This is the story of my sister. Her story is unique not only because she is a special person to me, but because of her spirit of life despite all her conditions. This story is not about her but also about the two other special persons in my life, my mother and my wife. So here it goes.
My sister suffers from cerebral palsy (CP) since she was born. For those who don’t know about this disorder, CP refers to a group of disorder that affects a person’s ability to move or maintain balance and posture. I never understood her condition until my study in Australia that I understood a little bit better. My sister is just two years younger than I am, so she is getting to be a middle age woman very soon. Because of this sickness, she cannot speak and cannot walk either. Every move is jerky and quite a struggle for her. She basically requires a full-care for all her life. Despite her sickness, her brain and intelligence remain normal; therefore, she could think like an average person and read and write quite well. She is quite smart too. I will talk about her approach to learning how to read in another article but let me share a bit about her and how we grew up together.
Ever since I was a kid, I knew that my sister had been sick and that she couldn’t talk and walk. My mother said when my sister was a baby, they couldn’t feel her reacting or attempting to move her body. A healthy baby would start to roll over, sit, stand or walk by the age of 9 to 12 months. It didn’t happen to my sister. My mother said my sister’s body felt floppy until even two years old. My father then took her to a hospital in Bali to get treatment. I wonder what the doctor said to him. Did they know that it’s cerebral palsy already? Or the medical science at that time has yet to catch up with the knowledge about this type of disorder. She was treated for a few months at the hospital there. I remember even though I was still a kid, I missed her and my mother a lot for their absence from our home in Kupang. The doctors also suggested to my parents to let my sister undergoing an operation to fix her spinal cord.
It was a wise decision from my father to disagree with this suggestion. I’m sure that advice was basically still experimental because today’s science indicates that CP cannot be treated. CP is basically caused by abnormal brain development or damage to the developing of the brain that affects the person’s ability to control his or her muscle. CP comes in three kinds of disorder; stiff muscle (spasticity), uncontrolled movements (dyskinesia), and poor balance and coordination (ataxia). My sister has all of these kinds, and her speech ability is also affected.

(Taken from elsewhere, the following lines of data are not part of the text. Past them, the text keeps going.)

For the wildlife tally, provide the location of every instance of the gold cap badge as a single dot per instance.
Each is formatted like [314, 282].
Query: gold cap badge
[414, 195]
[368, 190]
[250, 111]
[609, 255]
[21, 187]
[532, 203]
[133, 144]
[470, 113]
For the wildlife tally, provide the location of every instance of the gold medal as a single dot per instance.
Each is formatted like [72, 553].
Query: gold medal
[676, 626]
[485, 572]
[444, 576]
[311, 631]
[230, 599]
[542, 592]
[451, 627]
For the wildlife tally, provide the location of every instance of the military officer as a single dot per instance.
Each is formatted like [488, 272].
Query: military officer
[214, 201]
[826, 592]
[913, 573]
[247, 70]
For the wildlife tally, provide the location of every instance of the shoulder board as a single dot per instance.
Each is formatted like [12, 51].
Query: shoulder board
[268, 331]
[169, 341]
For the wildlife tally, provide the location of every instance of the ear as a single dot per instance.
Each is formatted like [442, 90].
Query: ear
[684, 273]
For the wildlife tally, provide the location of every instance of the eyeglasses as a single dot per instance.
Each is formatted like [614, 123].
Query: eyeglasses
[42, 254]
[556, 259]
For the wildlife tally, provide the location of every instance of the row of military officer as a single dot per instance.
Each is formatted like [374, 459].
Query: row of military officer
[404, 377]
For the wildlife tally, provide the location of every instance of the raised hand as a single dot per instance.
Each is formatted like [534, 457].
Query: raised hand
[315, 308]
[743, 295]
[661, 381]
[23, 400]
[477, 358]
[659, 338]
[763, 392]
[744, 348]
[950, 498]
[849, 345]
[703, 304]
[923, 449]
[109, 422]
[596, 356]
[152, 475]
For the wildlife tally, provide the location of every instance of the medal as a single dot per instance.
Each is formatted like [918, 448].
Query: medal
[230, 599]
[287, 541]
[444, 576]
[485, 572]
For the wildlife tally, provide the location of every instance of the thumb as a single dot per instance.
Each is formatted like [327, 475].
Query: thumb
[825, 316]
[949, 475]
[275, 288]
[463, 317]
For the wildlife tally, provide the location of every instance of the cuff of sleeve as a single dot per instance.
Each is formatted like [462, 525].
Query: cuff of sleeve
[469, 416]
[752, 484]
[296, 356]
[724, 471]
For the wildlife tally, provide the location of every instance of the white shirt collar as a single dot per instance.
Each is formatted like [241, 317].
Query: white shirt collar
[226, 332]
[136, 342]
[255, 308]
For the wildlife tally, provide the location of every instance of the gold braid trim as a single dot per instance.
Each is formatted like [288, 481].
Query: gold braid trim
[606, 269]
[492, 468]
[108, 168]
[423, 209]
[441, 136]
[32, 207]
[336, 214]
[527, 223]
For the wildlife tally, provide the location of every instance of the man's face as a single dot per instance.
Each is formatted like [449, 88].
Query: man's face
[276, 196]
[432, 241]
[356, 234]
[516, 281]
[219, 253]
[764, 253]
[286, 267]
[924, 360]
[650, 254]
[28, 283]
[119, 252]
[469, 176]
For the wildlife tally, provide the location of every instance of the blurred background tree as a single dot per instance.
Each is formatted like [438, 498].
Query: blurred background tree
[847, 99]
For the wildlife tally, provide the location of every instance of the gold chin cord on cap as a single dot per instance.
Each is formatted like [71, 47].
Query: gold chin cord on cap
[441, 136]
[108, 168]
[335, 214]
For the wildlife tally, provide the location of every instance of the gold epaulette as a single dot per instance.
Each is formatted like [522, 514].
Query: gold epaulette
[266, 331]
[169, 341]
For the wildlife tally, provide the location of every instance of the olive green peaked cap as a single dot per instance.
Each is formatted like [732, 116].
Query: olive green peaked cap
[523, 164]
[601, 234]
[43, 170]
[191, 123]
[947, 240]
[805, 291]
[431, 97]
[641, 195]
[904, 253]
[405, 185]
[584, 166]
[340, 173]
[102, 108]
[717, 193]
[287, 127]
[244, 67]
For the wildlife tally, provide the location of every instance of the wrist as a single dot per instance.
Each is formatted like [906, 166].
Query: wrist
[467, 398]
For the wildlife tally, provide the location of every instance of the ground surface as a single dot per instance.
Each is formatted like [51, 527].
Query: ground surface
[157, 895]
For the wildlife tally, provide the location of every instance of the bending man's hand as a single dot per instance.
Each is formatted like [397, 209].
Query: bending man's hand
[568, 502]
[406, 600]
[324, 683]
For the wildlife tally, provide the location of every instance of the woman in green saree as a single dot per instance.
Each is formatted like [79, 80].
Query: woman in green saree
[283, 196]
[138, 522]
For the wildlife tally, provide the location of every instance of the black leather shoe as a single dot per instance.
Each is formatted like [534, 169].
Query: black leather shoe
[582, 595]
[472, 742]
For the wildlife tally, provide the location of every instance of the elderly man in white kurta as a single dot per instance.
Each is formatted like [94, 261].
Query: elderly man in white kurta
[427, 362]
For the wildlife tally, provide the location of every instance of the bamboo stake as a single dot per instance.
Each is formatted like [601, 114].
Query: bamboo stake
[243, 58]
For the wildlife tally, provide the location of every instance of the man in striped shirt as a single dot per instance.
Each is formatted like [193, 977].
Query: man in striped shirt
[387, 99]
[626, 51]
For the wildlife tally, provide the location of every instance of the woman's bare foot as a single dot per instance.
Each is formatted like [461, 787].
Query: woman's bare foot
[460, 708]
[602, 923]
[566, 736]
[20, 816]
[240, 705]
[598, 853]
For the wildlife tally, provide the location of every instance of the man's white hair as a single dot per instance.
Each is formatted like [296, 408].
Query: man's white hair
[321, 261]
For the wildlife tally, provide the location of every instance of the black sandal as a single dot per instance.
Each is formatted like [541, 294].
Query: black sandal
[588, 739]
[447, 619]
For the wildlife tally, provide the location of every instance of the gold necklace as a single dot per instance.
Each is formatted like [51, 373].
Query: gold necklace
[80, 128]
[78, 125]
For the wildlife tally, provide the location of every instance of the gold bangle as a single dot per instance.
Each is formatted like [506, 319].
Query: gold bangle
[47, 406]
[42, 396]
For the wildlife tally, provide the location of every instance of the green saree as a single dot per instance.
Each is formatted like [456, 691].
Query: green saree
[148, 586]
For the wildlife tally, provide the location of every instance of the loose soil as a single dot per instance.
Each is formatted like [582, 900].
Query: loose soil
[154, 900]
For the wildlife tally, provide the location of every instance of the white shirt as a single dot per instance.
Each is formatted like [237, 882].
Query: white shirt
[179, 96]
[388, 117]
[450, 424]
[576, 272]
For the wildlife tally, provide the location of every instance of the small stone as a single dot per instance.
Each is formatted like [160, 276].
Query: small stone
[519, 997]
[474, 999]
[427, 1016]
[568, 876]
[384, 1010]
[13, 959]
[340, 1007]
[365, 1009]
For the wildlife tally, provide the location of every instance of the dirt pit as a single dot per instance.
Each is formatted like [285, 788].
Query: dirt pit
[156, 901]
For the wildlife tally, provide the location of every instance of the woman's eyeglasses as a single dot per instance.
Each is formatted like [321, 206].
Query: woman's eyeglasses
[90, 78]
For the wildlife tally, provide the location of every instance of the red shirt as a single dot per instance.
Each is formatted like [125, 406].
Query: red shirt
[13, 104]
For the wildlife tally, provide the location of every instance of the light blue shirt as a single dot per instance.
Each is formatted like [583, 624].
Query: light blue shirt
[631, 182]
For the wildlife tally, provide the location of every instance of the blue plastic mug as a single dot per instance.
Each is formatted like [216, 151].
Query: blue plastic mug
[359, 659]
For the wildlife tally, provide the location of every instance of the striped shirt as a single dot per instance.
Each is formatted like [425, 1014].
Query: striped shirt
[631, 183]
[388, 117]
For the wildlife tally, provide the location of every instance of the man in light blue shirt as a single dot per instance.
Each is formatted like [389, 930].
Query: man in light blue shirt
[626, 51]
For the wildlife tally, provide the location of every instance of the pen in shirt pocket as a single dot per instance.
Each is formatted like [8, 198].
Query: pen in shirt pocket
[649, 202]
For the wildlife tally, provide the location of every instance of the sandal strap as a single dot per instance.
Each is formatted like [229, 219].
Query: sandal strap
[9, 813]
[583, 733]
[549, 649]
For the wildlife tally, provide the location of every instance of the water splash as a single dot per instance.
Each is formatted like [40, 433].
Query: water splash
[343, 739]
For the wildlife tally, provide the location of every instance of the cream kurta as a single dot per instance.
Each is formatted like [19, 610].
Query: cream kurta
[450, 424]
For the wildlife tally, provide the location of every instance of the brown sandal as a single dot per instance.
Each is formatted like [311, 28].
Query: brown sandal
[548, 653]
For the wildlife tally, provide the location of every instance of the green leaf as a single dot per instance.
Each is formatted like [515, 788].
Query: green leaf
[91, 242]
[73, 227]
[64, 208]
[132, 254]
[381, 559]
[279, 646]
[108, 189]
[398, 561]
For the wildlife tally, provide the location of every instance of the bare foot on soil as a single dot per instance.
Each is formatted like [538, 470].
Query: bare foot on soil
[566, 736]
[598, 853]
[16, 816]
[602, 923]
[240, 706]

When my sister was between seven to ten years old, they resorted to traditional treatment. They went to faith healers and even traditional chiropractors (for lack of a better term) who used to help people with broken bones. God bless my parents, they were just trying their best to help my sister. There was this healer who used hot water boiled with medicinal tree bark. Every morning we would drive to the village where my sister would be massaged with this medicinal hot water. I could hear her crying every time. It pained me to listen to her crying, but I understood then that it was for her well being so she could be healed and be walking one day. After going to too many faith healers, my father finally gave up and accepted the situation. He became withdrawn and even decided not to pursue his career in the military worrying that if he became a commander, he would be transferred to many places in Indonesia, and that would make my sister suffered.
My parents did not understand or were not ready to raise someone with CP, so they had my sister at home. Both of them were working full time, so my sister had someone taking care of her full time. The person would be relieved from her work when my mother came home from work. Both my parents have sacrificed in their own way to raise and take care of us. My father sacrificed his career and chose to provide for us making sure we have a house of our own as he entered his retirement. My mother had to settle of being a full-time caregiver for my sister. She basically does everything for her from feeding, bathing, cleaning and putting on clothes for her. It takes a strong dedication and love to be able to do it literally whole her life. She never complains even once. Now, as my mother ages, this role has been shifted to a caregiver who comes to our house and helps my sister. My sister has become more independent that she doesn’t need anyone to feed her anymore.
All these years my sister never really went out of the house. We were too scared to take her out worrying about judgmental stare from the people who see my sister’s condition. All this changed when I got married. My wife was the one changing my mindset, our mindset, making us realised that my sister could have a more fulfilled life if she could go out more.
Now, whenever we go out, we try to take her out as much as possible. It soon becomes natural for us to go to the mall and watch a movie. It hasn’t been very long, and we couldn’t’ go out as frequent as we like because I’m working far away from home, but the mental blocks have been taken away. My sister could basically go anywhere we would take her to. She enjoys going to the beach, feeling the sand on her feet, the warm sunshine and the breeze stroking her face.
So there, this is not only a story about my sister’s spirit to continue living despite all her difficulties, but also about the undying love and dedication of my mother and the bravery of my wife that helps open the world for my sister. I will forever feel at awe and indebted to them.